Perhaps any narrative that is from a notoriously celebrated author is going to delve into the rituals and thwarting of the inevitable book tour (Lin), or the perception of frustration at having to deal with day-to-day caretaking of children when what he’d prefer would be the solitude to write (Knausgård). With Lin, his preoccupations can come off as poking his finger in the face of the establishment he has done his best to court, although this approach is apparently no different from how he got there. Such as when, faced with the ritual of an interview, Paul selects from his pharmacological trove merely to document the experiment. In any case, each author has been ushered into the world of internet hegemony, embracing it willfully (Lin), or warily reluctant to do so (Knausgård)—age and generation gap being an easy explanation (Lin is thirty years old to Knausgård’s forty-four).

Ultimately, for anyone who tackles the grueling writing of a novel, reading Knausgård or Lin can feel invigorating, and a personal challenge to not shy away from exploring narrative possibilities.
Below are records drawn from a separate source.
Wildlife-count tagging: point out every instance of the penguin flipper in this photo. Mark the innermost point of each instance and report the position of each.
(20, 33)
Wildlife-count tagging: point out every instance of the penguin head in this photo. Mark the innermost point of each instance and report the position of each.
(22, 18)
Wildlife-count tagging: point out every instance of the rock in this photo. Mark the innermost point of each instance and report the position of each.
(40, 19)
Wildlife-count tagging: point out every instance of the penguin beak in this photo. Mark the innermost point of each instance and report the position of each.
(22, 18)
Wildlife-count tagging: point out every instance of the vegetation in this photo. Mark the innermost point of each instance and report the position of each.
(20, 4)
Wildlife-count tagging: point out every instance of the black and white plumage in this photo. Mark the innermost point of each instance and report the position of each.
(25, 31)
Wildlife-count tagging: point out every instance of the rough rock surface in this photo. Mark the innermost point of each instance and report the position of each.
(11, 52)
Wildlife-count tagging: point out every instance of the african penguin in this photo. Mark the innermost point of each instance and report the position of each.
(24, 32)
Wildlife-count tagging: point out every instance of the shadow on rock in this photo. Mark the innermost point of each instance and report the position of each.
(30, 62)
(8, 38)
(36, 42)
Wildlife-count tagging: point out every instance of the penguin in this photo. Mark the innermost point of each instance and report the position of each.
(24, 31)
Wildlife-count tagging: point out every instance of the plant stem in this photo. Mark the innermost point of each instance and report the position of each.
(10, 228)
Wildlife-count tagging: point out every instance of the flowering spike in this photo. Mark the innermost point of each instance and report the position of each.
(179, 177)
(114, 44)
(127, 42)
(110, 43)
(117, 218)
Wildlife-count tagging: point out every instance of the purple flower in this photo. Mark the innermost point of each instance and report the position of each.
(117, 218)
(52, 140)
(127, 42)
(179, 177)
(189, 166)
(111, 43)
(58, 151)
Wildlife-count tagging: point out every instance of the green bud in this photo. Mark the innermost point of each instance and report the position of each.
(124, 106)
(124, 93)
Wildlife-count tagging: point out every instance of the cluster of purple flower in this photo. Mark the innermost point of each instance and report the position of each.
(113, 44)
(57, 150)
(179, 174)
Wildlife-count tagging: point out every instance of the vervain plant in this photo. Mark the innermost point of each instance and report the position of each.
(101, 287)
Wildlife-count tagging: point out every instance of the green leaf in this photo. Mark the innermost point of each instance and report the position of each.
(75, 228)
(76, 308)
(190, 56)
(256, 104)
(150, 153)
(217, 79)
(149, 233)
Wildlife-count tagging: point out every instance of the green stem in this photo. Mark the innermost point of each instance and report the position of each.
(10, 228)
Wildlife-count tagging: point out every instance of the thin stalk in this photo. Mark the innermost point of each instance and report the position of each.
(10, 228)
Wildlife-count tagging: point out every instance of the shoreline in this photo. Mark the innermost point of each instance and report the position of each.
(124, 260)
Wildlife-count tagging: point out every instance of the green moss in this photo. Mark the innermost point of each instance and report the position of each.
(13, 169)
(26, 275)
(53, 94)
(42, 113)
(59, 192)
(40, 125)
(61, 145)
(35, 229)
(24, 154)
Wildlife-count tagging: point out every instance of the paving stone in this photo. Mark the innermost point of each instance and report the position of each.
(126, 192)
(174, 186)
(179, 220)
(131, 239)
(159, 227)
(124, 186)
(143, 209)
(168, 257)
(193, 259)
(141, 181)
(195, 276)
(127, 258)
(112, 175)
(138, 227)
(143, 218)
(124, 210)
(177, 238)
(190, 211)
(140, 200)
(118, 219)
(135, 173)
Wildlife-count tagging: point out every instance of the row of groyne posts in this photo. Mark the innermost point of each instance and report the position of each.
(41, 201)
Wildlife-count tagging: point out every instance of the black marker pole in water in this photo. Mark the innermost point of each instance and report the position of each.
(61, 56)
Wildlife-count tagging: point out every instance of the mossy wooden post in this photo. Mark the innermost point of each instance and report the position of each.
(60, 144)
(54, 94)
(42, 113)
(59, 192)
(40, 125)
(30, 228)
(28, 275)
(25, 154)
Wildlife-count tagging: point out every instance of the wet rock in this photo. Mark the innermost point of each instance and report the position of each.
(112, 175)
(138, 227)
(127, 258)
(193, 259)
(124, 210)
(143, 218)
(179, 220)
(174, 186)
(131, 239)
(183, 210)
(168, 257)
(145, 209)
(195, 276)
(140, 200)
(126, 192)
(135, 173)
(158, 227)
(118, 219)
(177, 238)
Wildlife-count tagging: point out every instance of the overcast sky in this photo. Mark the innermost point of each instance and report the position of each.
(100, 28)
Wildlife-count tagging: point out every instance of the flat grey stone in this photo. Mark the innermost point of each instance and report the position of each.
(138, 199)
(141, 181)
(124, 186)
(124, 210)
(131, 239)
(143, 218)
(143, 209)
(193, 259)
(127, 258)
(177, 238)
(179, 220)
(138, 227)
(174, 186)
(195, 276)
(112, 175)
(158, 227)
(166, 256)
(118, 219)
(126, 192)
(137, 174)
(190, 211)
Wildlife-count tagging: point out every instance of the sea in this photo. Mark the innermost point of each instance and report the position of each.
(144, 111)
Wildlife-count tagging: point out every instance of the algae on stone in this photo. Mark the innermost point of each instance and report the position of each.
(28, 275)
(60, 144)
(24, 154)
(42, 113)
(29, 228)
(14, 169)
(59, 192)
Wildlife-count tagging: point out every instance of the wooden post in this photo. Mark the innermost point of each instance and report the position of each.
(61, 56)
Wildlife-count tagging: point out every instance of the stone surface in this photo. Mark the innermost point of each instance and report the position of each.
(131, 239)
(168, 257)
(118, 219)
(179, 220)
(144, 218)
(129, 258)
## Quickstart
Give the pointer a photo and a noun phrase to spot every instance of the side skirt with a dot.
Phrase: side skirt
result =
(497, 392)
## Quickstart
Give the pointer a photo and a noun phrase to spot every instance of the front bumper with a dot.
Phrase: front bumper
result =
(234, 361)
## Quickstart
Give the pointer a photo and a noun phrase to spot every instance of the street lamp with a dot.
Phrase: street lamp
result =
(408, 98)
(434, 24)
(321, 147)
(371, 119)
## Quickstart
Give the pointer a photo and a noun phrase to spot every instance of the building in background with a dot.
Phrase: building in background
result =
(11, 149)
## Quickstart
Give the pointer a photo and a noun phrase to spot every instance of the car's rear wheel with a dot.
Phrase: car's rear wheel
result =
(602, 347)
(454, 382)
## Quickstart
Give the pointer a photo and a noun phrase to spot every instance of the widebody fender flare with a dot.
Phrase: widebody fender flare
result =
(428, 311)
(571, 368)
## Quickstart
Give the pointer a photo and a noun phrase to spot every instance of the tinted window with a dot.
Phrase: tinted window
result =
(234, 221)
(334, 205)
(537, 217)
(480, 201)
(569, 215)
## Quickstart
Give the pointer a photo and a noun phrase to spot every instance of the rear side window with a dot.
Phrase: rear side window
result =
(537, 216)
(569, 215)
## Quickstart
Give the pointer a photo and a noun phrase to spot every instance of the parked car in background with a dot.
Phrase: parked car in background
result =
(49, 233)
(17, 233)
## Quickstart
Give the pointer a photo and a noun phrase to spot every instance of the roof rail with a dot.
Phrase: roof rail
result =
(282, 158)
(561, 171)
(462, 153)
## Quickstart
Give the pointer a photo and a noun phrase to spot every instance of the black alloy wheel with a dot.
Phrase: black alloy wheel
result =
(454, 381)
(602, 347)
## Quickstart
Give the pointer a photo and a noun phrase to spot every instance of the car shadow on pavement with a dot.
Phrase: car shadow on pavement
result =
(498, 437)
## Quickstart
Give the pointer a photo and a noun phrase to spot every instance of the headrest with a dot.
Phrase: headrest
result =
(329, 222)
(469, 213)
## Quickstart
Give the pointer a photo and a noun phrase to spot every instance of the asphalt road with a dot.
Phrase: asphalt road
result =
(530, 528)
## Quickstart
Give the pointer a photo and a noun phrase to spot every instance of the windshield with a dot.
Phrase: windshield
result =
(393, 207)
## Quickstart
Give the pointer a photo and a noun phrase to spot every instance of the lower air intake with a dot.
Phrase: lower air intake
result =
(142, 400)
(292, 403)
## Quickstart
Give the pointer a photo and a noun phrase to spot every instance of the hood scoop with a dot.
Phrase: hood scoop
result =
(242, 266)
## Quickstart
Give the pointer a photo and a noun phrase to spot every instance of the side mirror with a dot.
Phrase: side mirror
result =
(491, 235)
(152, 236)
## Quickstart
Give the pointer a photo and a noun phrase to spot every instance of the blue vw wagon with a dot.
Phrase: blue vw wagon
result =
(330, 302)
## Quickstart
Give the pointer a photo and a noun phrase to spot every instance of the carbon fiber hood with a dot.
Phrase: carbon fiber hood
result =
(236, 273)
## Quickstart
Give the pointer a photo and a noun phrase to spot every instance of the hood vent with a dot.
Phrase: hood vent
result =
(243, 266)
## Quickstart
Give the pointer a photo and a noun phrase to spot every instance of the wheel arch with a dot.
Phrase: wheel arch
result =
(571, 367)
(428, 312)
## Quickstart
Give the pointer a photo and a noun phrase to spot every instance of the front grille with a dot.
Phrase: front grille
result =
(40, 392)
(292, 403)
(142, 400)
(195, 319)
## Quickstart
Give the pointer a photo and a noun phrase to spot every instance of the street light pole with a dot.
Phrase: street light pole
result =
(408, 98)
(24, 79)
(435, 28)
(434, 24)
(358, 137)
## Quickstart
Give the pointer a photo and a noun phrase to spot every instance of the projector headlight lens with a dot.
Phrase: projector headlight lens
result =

And to exploit that most available material on hand, one’s self.


Taipei index

Plot synopsis: Taking drugs to get through life

Genre confusion: Novel disguised as memoir

Substance(s) of choice: MDMA, LSD, Adderall, psilocybin chocolates, etc.

Substance mentions per page (on average): 0.4

Object of struggle: Mother, society

Struggle’s first appearance: When mother is caught taking sugar in her coffee

Specter: Existence / death

Unfortunate and persistent tic in narrative: Protagonist’s excessive grinning

Quote that encapsulates novel (paraphrase): “Paul was unable to think anything.”


My Struggle: Book One index

Plot synopsis: Overcoming the father

Genre confusion: Memoir disguised as novel; or, novel that does not pretend to be anything other

than memoir

Substance(s) of choice: Alcohol

Substance mentions per page (on average): 0.2

Object of struggle: Father

Struggle’s first appearance: Breaking boulders in the garden

Specter: Death

Unfortunate and persistent tic in narrative: Grandma always tells the same joke

Quote that encapsulates novel (paraphrase): “Life is to be endured, never questioned.”

Robert M. Detman has fiction and reviews in over two dozen journals. His short story collection was a semi-finalist for the 2013 Hudson Prize from Black Lawrence Press.